- M-14 highlighted in red

Route information
- Maintained by MDOT
- Length: 22.250 mi (35.808 km)
- Existed: 1956–present

Major junctions
- West end: I-94 near Ann Arbor
- US 23 near Ann Arbor; M-153 near Dixboro;
- East end: I-96 / I-275 near Livonia

Location
- Country: United States
- State: Michigan
- Counties: Washtenaw, Wayne

Highway system
- Michigan State Trunkline Highway System; Interstate; US; State; Byways;
| ← Conn. M-13 |  | → M-15 |

= M-14 (Michigan highway) =

State highway in Washtenaw and Wayne counties in Michigan, United States

M-14 is an east–west state trunkline highway in the southeastern portion of the US state of Michigan. Entirely freeway, it runs for 22.250 mi to connect Ann Arbor with Detroit by way of a connection with Interstate 96 (I-96). The western terminus is at a partial interchange with I-94 west of Ann Arbor. From there, the freeway curves around the north side of Ann Arbor and runs concurrently with US Highway 23 (US 23). East of that section, M-14 passes through woodlands and fields in Washtenaw County. In Wayne County, the freeway returns to a suburban area of mixed residential neighborhoods and light industrial areas. It crosses two different rivers and a pair of rail lines as it approaches Detroit's inner suburbs, where it terminates at an interchange between I-96 and I-275.

When the state's highway system was first signed in 1919, there was a different M-14 that ran the length of the Lower Peninsula of Michigan. This was later replaced by a pair of different US Highways in the 1920s and 1930s. Another M-14 was designated that lasted until the 1940s.
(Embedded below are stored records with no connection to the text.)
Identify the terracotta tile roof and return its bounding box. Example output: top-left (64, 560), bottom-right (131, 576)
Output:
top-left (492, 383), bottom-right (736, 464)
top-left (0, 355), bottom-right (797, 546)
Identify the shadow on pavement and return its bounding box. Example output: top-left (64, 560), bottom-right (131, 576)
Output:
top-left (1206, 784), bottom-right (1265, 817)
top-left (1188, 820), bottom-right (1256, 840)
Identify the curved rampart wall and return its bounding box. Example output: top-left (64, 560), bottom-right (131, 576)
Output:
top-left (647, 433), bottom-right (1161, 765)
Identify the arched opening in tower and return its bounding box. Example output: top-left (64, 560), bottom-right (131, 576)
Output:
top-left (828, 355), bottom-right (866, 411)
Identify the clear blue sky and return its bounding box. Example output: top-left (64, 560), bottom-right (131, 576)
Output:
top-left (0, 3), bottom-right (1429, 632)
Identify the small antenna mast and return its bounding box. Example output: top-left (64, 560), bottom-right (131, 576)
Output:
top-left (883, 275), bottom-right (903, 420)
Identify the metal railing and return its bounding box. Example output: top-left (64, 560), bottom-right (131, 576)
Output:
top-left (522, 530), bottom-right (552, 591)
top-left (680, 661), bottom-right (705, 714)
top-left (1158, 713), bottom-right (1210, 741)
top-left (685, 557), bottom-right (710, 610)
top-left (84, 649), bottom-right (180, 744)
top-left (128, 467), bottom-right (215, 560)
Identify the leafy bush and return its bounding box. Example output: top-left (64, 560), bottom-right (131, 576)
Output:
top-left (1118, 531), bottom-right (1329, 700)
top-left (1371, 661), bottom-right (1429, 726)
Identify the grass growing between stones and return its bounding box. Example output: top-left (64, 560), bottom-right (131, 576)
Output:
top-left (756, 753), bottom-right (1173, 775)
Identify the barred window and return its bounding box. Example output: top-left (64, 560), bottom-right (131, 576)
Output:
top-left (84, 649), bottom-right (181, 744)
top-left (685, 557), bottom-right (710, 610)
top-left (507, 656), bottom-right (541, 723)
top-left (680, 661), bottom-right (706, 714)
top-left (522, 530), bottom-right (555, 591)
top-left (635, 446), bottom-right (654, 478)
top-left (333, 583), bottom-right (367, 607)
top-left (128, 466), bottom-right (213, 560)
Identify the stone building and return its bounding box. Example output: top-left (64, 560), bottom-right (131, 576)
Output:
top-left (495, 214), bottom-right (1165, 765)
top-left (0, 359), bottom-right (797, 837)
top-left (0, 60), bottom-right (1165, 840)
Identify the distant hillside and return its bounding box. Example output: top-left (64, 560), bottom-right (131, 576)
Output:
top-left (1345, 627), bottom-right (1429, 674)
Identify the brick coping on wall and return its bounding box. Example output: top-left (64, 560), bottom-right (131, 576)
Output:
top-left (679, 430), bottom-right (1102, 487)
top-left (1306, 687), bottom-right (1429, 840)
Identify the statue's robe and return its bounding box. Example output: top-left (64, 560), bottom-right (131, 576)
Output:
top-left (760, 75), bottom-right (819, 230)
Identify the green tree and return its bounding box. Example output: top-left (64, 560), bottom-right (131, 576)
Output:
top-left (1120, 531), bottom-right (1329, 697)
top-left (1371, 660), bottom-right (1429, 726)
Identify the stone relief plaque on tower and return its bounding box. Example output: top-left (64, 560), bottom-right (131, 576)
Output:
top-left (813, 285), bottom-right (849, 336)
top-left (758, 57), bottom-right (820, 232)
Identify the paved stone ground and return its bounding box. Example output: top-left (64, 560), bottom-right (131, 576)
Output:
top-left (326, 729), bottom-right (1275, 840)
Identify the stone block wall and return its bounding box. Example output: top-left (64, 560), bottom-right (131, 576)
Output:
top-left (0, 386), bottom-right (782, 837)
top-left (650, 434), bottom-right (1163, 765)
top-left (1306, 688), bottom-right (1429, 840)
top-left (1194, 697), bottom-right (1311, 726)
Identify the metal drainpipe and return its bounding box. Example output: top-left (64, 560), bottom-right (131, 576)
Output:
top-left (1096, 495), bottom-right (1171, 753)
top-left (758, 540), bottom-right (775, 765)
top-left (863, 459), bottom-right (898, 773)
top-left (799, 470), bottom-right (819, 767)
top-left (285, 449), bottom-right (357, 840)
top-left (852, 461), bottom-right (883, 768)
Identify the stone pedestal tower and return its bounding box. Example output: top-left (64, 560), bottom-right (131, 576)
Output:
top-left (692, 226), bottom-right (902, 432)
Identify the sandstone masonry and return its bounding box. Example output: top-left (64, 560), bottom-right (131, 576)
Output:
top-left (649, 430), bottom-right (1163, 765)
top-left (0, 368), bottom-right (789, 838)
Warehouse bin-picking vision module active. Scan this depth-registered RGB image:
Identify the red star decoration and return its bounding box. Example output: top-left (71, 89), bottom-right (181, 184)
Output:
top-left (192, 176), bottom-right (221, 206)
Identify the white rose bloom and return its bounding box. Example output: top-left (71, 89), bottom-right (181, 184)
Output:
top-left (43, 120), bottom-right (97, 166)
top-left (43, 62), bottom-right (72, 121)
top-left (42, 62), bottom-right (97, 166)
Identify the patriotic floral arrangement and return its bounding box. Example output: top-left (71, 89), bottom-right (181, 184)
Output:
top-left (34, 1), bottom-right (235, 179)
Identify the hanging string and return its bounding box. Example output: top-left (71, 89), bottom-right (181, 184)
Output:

The current highway dates back to 1956 when it was designated along a series of roads that previously carried US 12. During the 1960s and 1970s, M-14 was moved to the freeway alignment it currently uses; sections of the former route are still maintained by the Michigan Department of Transportation (MDOT) as unsigned highways.

==Route description==
The western terminus of M-14 is west of Ann Arbor, at exit 171 on I-94. This is a partial interchange; only traffic from eastbound I-94 can access eastbound M-14, and traffic from westbound M-14 must follow westbound I-94. From this junction, M-14 runs northeasterly through suburban Scio Township. The freeway is bordered by residential subdivisions to the southeast and woodlands to the northwest. M-14 curves around to the east through an interchange that has ramps that connect Miller and Maple roads; the ramps connect to Maple Road through a pair of roundabouts. As it approaches the Huron River, the freeway has an interchange with Business US 23 (Bus. US 23); the two highways merge and run concurrently to the north over the river. Bus. US 23/M-14 then has an unusual right-in/right-out interchange that uses short connector roads to provide access to Barton Drive on the north side of the river. The freeway then continues north to an interchange with US 23. The business loop ends there, and M-14 turns eastward to follow the US 23 freeway around the north side of Ann Arbor.

The US 23/M-14 freeway runs for about 1 mi before US 23 turns southward to run between Ann Arbor and Ypsilanti while M-14 continues east through Ann Arbor Township past Domino's Farms, the office complex for Domino's Pizza that was to be the home to Tom Monaghan's Leaning Tower of Pizza. East of that complex, M-14 runs through woodlands and fields north of the community of Dixboro. The freeway turns northeasterly after the interchange with M-153. At the Napier Road underpass, M-14 crosses into Wayne County.

Once across the county line, the M-14 freeway runs through residential subdivisions from the western Detroit suburbs. There is an interchange for Beck Road and M-14 expands to six lanes, turning back to the east. The freeway crosses a rail line operated by CSX Transportation, and passes the Ford Motor Company's Sheldon Road Plant near the Sheldon Road interchange. There is a crossing for another CSX rail line near the bridges over the River Rouge by the St. Johns Golf Course. The freeway through this area curves around a bit north of its previous course. As M-14 nears the Livonia city line, it meets an interchange with I-96 and I-275 that marks the eastern terminus of M-14 in Plymouth Township.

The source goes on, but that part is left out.